Permintaan maaf menyingkap segala harapan, hasrat dan ketidakpastian yang
menjadikan kita manusia, karena pada momen terucapnya permintaan maaf yang
tulus, kita berhadap-hadapan dengan kemanusiaan kita secara paling menyeluruh.
F.
MELANGKAH KELUAR DARI KEMARAHAN
Manusia
seringkali sulit keluar dari kemarahan. Saat terluka kita sulit sekali membuka
hati untuk orang lain, meskipun ia telah berusaha mengakui kesalahannya dan
menyampaikan permintaan maaf. Kita berduka untuk hubungan yang dibuat menegang,
tapi jangan sampai kita menjadi pihak yang mengambil langkah pertama dan
menghadapi risiko terluka lagi. Kita semua tahu apa yang terjadi saat
permintaan maaf efektif tidak tersampaikan. Pertemanan abadi dan hubungan
keluarga yang penting terputus. Seringkali detail-detail peristiwa pelanggaran
yang semula telah terlupakan. Setelah bertahun-tahun menyimpan dendam, kerap
kali yang tersisa dari perselisihan itu adalah kegetiran akibat tak
didapatkannya pernyataan maaf. Percekcokan seringkali menghebat menjadi konflik
serius, tergantung pada ada atau tidaknya permintaan maaf. Dahulu, ketika para
pria sejati bertanding duel, rasa permusuhan yang ada lebih berkaitan dengan
kegagalan pihak yang bersalah untuk meminta maaf ketimbang kesalahan itu
sendiri. Sepanjang sejarah umat manusia, tidak terpenuhinya kebutuhan akan
permintaan maaf yang efektif telah menciptakan lingkaran setan yang tak kunjung
berakhir antara balas dendam dan penderitaan yang tak terlukiskan. Hal ini
merupakan tragedy karena permintaan maaf punya kekuatan untuk meredakan hamper
semua konflik manusia. Menjunjung tinggi satu prinsip dasar saja bisa membuat
permintaan maaf kita jadi lebih efektif. Permintaan maaf, layaknya semua bentuk
komunikasi lain, pada akhirnya
ditentukan oleh sang penerima. Jika sang penerima tak memandang permintaan maaf
kita sebagai sebuah permintaan maaf, maka masalah yang ada tidak terselesaikan
sepenuhnya.
Dalam
penerapannya, ini berarti kita harus memastikan permintaan maaf kita berfokus
pada pihak yang telah kita sakiti dan kebutuhan mereka untuk disembuhkan
daripada kebutuhan kita sendiri untuk menjadi benar. Menempatkan kepentingan
orang lain diatas kepentingan kita sendiri tidaklah mudah.
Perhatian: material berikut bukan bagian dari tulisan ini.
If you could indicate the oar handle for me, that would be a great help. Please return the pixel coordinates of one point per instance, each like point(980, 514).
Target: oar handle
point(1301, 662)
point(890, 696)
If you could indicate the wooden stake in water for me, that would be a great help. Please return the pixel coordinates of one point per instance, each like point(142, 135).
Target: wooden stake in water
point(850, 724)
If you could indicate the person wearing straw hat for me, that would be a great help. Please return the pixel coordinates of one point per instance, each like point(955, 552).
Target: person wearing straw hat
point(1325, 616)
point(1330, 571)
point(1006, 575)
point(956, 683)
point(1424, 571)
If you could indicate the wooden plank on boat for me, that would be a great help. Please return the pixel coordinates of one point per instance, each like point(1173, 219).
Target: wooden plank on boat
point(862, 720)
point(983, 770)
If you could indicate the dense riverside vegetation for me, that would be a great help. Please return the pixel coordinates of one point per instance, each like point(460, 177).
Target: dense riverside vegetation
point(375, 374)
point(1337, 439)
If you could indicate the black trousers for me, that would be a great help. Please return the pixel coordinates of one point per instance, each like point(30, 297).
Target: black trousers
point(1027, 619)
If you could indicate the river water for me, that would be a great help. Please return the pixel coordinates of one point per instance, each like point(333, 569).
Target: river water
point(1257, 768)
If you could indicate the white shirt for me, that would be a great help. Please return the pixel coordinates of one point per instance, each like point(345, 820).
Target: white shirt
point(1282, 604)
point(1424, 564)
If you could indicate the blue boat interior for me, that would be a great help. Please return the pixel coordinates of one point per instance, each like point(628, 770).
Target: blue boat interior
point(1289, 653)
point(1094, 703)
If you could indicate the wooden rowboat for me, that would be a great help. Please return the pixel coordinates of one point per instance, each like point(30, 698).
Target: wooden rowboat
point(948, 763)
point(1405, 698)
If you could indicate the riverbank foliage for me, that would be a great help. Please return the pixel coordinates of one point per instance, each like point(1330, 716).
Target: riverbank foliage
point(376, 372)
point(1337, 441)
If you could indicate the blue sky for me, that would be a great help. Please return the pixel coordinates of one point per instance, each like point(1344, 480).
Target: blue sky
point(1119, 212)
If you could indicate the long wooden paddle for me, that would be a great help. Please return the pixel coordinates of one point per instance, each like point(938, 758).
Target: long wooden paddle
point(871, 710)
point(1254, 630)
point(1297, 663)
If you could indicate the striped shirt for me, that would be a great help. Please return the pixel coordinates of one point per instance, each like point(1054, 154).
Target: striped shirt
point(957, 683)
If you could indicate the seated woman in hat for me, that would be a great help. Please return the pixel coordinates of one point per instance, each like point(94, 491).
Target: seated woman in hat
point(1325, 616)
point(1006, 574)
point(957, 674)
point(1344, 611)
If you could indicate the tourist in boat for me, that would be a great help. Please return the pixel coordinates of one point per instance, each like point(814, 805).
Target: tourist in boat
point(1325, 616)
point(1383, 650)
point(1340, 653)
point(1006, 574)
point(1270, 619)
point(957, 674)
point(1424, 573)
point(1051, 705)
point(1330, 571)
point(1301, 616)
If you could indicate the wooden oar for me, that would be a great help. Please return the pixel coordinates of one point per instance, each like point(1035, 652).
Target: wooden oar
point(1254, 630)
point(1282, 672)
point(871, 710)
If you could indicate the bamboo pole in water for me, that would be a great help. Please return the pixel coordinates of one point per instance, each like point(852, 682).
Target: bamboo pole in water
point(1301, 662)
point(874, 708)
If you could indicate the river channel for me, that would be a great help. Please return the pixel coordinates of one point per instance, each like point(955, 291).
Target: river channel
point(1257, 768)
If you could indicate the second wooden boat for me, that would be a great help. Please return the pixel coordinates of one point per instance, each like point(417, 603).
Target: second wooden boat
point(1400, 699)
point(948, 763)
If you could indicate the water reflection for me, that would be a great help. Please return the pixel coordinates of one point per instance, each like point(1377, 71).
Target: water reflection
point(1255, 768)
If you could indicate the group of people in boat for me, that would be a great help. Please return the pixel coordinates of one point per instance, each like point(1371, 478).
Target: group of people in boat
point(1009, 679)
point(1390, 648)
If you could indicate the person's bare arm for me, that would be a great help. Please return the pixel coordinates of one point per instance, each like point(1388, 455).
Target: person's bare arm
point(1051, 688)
Tapi, singkatnya
itulah yang dituntut oleh permintaan maaf efektif. Permintaan maaf tulus
menekankan rasa welas asih bagi pihak teraniaya, bukan penebusan dosa pelaku
kesalahan. Permintaan maaf kita harus berakar pada penghayatan pihak yang telah
kita lukai perasaannya. Saat kita bisa melakukan itu, menyadari dan mengakui
dampak menyakitkan dari kata-kata serta tindakan kita terhadap orang lain tanpa
pengelakan atau sikap defensif kita mendapati bahwa kepentingan korban dan
pelaku sebenarnya sungguh selaras.
G.
LIMA DIMENSI PERMINTAAN MAAF EFEKTIF
Seorang
peminta maaf dihadapkan pada beberapa keputusan yang harus di ambil saat
merangkai sebuah permintaan maaf. Setiap permintaan maaf efektif itu unik,
seunik pelanggaran atau kesalahan yang memicunya, namun semuanya memiliki lima
dimensi berikut ini meski dalam kadar yang berbeda-beda :
1. Pengakuan
( recognition)
2. Penerimaan
tanggungjawab (responsibility)
3. Penyesalan
( remorse)
4. Penggantian
kerugian ( restitution )
5. Pengulangan
( repetition)
Permintaan
maaf efektif mengandung setiap dimensi diatas, dan anda akan bisa mengingat
semuanya dengan mudah sebagai 5 P.
1) PENGAKUAN
Pengakuan menyadari dan
mengakui adanya pelanggaran adalah dimensi pertama permintaan maaf. Dimensi ini
menegaskan bahwa sebuah pelanggaran yang menuntut permintaan maaf telah
dilakukan. Bagi pihak pelaku tahap ini mungkin tampak sama gamblangnya seperti
pelanggaran itu sendiri, sehingga mungkin menggiurkan untuk langsung
menuntaskan permintaan maafnya agar cepat selesai. Tapi yang lebih sering
terjadi, melewatkan tahap pengakuan berakibat pada pernyataan maaf yang semakin
memberatkan pelanggaran karena sang korban menjadi tidak yakin apakah peminta
maaf sungguh paham kenapa dirinya begitu marah. Saya mendorong para pelaku
untuk berusaha menampilkan pelanggaran yang telah mereka lakukan dari sudut
pandang yang berbeda lewat kesadaran sebuah pengakuan. Pengakuan menuntut anda
untuk melepaskan segala pembelaan diri, alasan, rasionalisasi atas kesalahan
tindakan anda. Bagian tersulit dari itu adalah mengakui bahwa saat anda
memandang pihak korban sebagai korban, orang itu memandang anda sebagai pelaku
kesalahan. Permintaan maaf tulus tidak saja menuntut anda untuk menerima
interpretasi sang korban atas apa yang terjadi, tapi inilah bagian yang
menyakitkan pada tataran tertentu, anda juga menerima bahwa interpretasi korban
atas diri anda mungkin benar adanya. Dengan kata lain, anda tidak sekedar menyadari
apa yang tidak disukai korban tentang diri anda, pada tataran tertentu anda
harus sepakat dengannya tentang hal itu. Jika kita tidak bersedia melihat dan
menerima peristiwa dimana kita telah menjadi sumber penderitaan bagi orang
lain, maka kita tidakakan bisa sungguh-sungguh mengenal diri kita sendiri.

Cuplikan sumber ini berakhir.